Supply Chain Safety Guards That Don't Get In Your Way
Security-conscious developers will appreciate MACCHA's approach to supply chain protection. The framework enforces a minimum-release-age=7d cooldown on all packages before they'll be considered for installation—catching zero-day exploits before they hit your dependency tree. A Human-in-the-Loop mandate blocks agents from modifying real-world capital or sending emails without explicit manual confirmation. Pre-install pnpm audit checks run automatically, printing Safety Report: GREEN/RED flags directly to the terminal. The secrets scanner detects leaked API keys, RSA private keys, and service JSONs before commits land in your repository—a sanity check that should ship with every AI coding tool by default.

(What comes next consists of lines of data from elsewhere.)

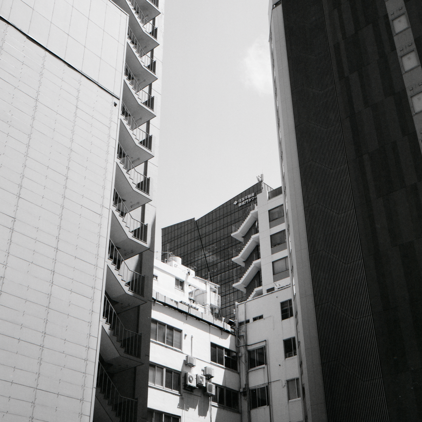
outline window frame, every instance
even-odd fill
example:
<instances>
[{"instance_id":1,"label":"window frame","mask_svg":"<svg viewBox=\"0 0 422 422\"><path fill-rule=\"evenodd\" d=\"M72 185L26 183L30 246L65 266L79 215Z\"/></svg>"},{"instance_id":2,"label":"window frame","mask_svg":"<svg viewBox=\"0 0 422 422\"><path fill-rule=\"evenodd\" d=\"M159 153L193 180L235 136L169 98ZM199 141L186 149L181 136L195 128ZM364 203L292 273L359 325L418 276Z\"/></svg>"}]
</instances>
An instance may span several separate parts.
<instances>
[{"instance_id":1,"label":"window frame","mask_svg":"<svg viewBox=\"0 0 422 422\"><path fill-rule=\"evenodd\" d=\"M295 381L295 388L296 390L296 397L294 398L290 398L290 391L289 387L289 382L290 381ZM300 381L299 378L291 378L290 379L286 380L286 385L287 387L287 401L291 401L292 400L297 400L300 399Z\"/></svg>"},{"instance_id":2,"label":"window frame","mask_svg":"<svg viewBox=\"0 0 422 422\"><path fill-rule=\"evenodd\" d=\"M251 362L252 359L251 358L251 354L252 354L252 352L254 352L255 357L254 360L256 362L257 360L257 351L259 350L260 349L263 349L264 351L264 363L261 364L260 365L255 365L254 366L251 366ZM250 350L248 350L248 370L250 371L251 369L254 369L255 368L260 368L261 366L265 366L267 365L267 348L265 346L261 346L260 347L257 347L255 349L251 349Z\"/></svg>"},{"instance_id":3,"label":"window frame","mask_svg":"<svg viewBox=\"0 0 422 422\"><path fill-rule=\"evenodd\" d=\"M256 392L256 394L257 395L256 402L258 403L258 390L260 390L260 395L261 395L260 391L261 391L263 389L265 389L265 401L266 403L265 404L262 405L262 406L257 406L255 407L253 407L252 406L252 395L254 394L254 392ZM262 385L261 387L255 387L254 388L250 388L249 390L249 405L251 406L251 409L257 409L260 407L265 407L266 406L269 406L270 405L270 395L268 394L269 392L268 391L268 385ZM260 397L260 400L261 400Z\"/></svg>"},{"instance_id":4,"label":"window frame","mask_svg":"<svg viewBox=\"0 0 422 422\"><path fill-rule=\"evenodd\" d=\"M291 352L286 352L286 342L288 341L289 340L292 341L292 351ZM296 337L289 337L289 338L284 338L283 340L283 347L284 352L284 359L288 359L290 357L294 357L295 356L298 356L298 346L296 344ZM293 354L291 356L287 356L287 353L292 353Z\"/></svg>"},{"instance_id":5,"label":"window frame","mask_svg":"<svg viewBox=\"0 0 422 422\"><path fill-rule=\"evenodd\" d=\"M152 325L154 323L156 323L157 324L157 330L155 330L155 338L154 338L152 337L153 334L153 331L152 329ZM161 341L158 340L158 326L159 324L160 324L161 325L164 325L165 327L165 330L164 331L164 341ZM150 336L150 338L151 340L153 340L154 341L157 341L157 343L160 343L160 344L165 344L165 346L168 347L172 347L173 349L176 349L178 350L182 350L182 341L183 339L183 331L181 330L179 330L179 328L176 328L175 327L173 327L172 325L169 325L168 324L165 323L164 322L162 322L161 321L159 321L157 319L154 319L153 318L151 319L151 335ZM167 344L167 330L168 328L172 328L173 330L173 345ZM180 347L177 347L174 346L174 332L175 331L179 332L180 333Z\"/></svg>"},{"instance_id":6,"label":"window frame","mask_svg":"<svg viewBox=\"0 0 422 422\"><path fill-rule=\"evenodd\" d=\"M287 309L287 313L289 314L288 316L285 316L284 318L283 317L283 304L287 303L287 308L285 309ZM293 302L291 299L288 299L287 300L283 300L282 302L280 303L280 310L281 311L281 321L284 321L284 319L288 319L289 318L292 318L293 316L294 313L293 310Z\"/></svg>"},{"instance_id":7,"label":"window frame","mask_svg":"<svg viewBox=\"0 0 422 422\"><path fill-rule=\"evenodd\" d=\"M229 388L227 387L225 387L224 385L219 385L218 384L214 384L215 385L215 395L213 396L211 396L211 402L214 403L216 406L222 406L224 408L227 409L230 409L230 410L233 410L235 411L239 412L240 411L240 400L239 400L239 392L237 391L236 390L234 390L232 388ZM220 390L222 390L224 391L224 403L220 403L219 402L219 389ZM237 407L233 407L231 406L229 406L227 404L227 392L230 391L232 393L235 393L236 395L237 396Z\"/></svg>"},{"instance_id":8,"label":"window frame","mask_svg":"<svg viewBox=\"0 0 422 422\"><path fill-rule=\"evenodd\" d=\"M181 373L179 372L178 371L175 371L174 369L171 369L171 368L168 368L165 366L162 366L161 365L157 365L156 363L154 363L152 362L149 362L149 368L150 371L151 370L151 367L154 366L155 368L155 373L154 374L154 382L151 382L149 379L149 374L150 372L148 373L148 384L149 385L154 385L154 387L157 387L159 388L162 388L167 391L171 391L173 392L177 392L180 394L180 388L181 386ZM155 383L155 381L157 377L157 368L160 368L161 369L163 370L162 371L162 384L163 385L161 385L160 384L157 384ZM168 387L166 387L166 376L168 371L171 372L172 373L171 376L171 388L169 388ZM174 384L174 374L176 373L179 376L179 387L177 389L175 389L173 388Z\"/></svg>"},{"instance_id":9,"label":"window frame","mask_svg":"<svg viewBox=\"0 0 422 422\"><path fill-rule=\"evenodd\" d=\"M212 360L212 354L211 348L212 348L212 347L213 347L213 346L215 346L216 348L216 360ZM220 363L219 362L218 362L218 361L219 360L219 353L218 353L218 349L222 349L222 352L223 352L223 353L222 353L223 363ZM237 360L238 354L237 354L237 353L235 352L234 350L231 350L230 349L227 349L227 348L224 347L223 346L219 346L218 344L216 344L215 343L213 343L211 342L211 343L210 345L210 362L212 362L214 363L216 363L217 365L220 365L222 366L224 366L225 368L227 368L227 369L231 369L232 371L235 371L236 372L239 372L239 370L238 370L239 365L238 365L238 360ZM232 357L231 356L227 355L226 353L227 353L227 352L229 352L229 353L234 353L236 355L236 357L235 358ZM230 359L230 360L229 361L230 362L233 362L233 361L235 362L236 362L236 369L233 369L233 368L232 368L232 367L231 366L227 366L226 365L226 357L228 357L229 358L229 359Z\"/></svg>"}]
</instances>

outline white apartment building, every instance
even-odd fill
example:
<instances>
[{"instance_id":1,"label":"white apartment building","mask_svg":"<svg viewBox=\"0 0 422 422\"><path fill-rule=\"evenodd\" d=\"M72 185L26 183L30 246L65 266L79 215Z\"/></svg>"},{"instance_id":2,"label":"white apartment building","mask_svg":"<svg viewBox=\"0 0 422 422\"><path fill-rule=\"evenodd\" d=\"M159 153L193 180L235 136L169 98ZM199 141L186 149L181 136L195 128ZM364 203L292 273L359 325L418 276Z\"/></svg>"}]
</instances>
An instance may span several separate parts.
<instances>
[{"instance_id":1,"label":"white apartment building","mask_svg":"<svg viewBox=\"0 0 422 422\"><path fill-rule=\"evenodd\" d=\"M154 266L148 392L150 422L241 422L234 332L219 286L180 258Z\"/></svg>"},{"instance_id":2,"label":"white apartment building","mask_svg":"<svg viewBox=\"0 0 422 422\"><path fill-rule=\"evenodd\" d=\"M242 402L245 422L303 420L294 278L282 193L278 188L259 194L232 233L244 243L233 258L243 268L233 286L248 294L235 309L241 385L247 394Z\"/></svg>"},{"instance_id":3,"label":"white apartment building","mask_svg":"<svg viewBox=\"0 0 422 422\"><path fill-rule=\"evenodd\" d=\"M146 419L163 5L0 1L5 422Z\"/></svg>"}]
</instances>

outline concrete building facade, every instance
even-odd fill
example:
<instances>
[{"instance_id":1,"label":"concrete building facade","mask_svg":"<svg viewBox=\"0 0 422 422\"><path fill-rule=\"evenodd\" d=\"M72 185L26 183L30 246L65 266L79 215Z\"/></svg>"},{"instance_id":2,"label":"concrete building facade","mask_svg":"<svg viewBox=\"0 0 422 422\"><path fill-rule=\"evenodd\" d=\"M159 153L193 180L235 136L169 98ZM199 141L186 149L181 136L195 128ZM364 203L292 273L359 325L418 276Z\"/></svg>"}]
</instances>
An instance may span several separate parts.
<instances>
[{"instance_id":1,"label":"concrete building facade","mask_svg":"<svg viewBox=\"0 0 422 422\"><path fill-rule=\"evenodd\" d=\"M422 3L269 3L304 417L416 422Z\"/></svg>"},{"instance_id":2,"label":"concrete building facade","mask_svg":"<svg viewBox=\"0 0 422 422\"><path fill-rule=\"evenodd\" d=\"M5 421L146 419L158 6L0 2Z\"/></svg>"}]
</instances>

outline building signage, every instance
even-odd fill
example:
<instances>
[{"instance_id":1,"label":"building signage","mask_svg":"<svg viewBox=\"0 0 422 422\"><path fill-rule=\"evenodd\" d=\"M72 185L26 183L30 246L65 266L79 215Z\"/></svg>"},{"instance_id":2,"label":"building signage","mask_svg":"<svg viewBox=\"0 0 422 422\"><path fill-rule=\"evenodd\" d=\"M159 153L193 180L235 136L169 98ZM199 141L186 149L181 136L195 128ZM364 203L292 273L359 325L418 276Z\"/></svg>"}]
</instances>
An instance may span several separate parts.
<instances>
[{"instance_id":1,"label":"building signage","mask_svg":"<svg viewBox=\"0 0 422 422\"><path fill-rule=\"evenodd\" d=\"M246 195L246 196L244 196L243 198L241 198L238 201L235 201L233 203L235 205L236 204L238 204L239 206L241 207L242 205L244 205L245 204L252 202L255 199L255 192L250 193L249 195Z\"/></svg>"}]
</instances>

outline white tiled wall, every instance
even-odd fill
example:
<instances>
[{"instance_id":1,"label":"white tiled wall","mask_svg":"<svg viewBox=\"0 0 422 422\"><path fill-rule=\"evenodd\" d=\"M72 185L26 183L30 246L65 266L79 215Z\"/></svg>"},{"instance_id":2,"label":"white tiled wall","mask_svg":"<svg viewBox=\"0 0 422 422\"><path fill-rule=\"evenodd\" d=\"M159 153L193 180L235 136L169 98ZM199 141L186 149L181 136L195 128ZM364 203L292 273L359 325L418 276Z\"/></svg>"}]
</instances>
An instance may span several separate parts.
<instances>
[{"instance_id":1,"label":"white tiled wall","mask_svg":"<svg viewBox=\"0 0 422 422\"><path fill-rule=\"evenodd\" d=\"M0 16L119 96L127 15L110 0L0 0Z\"/></svg>"},{"instance_id":2,"label":"white tiled wall","mask_svg":"<svg viewBox=\"0 0 422 422\"><path fill-rule=\"evenodd\" d=\"M12 3L0 0L2 13ZM75 1L55 18L56 5L65 3L27 0L23 29L31 32L36 10L71 27L69 13L89 12ZM16 24L26 22L15 15L9 17ZM54 24L46 32L50 46ZM2 421L89 420L119 112L114 102L0 21Z\"/></svg>"}]
</instances>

Lightweight By Design—No Always-On Daemon Required
Unlike projects like Hermes Agent or OpenClaw that run as 24/7 background daemons consuming constant compute, MACCHA only consumes resources when you actively invoke an agent. The system runs flawlessly on constrained hardware: Chromebooks running Crostini, older laptops with limited RAM, free-tier cloud environments. You get the persistent memory and deep context of a sophisticated digital assistant while keeping full control and minimal resource overhead. The backup system uses AES-256 encryption to tar your personal zones (INFO/, PLAN/, BRAIN/) onto mounted cloud drives with a 4-backup rotation. The key stays local in ~/.config/maccha/backup.key—you keep that off-device or lose everything, which is exactly how it should work.
Key Takeaways
- Seven-tier context architecture enforces strict priority—no memory bloat or conflicting rules
- Memanto engine handles confidence decay and semantic conflict detection automatically
- No background daemon required—agents only consume compute when invoked
- Built-in supply chain safety: 7-day package cooldown, secrets scanning, pnpm audit integration
- Human-in-the-loop by default for sensitive operations—no runaway autonomous actions
- Cross-platform persistence: switch between Antigravity, OpenCode, Claude Code seamlessly
The Bottom Line
MACCHA fills a real gap for developers who want sophisticated agentic memory without the infrastructure overhead of always-on systems. If you've been burned by AI assistants that forget your preferences every session, this framework offers a clean, file-based solution that stays under your control. The seven-tier architecture and Memanto engine show genuine engineering thought—not just another wrapper around prompts. Worth watching as it matures.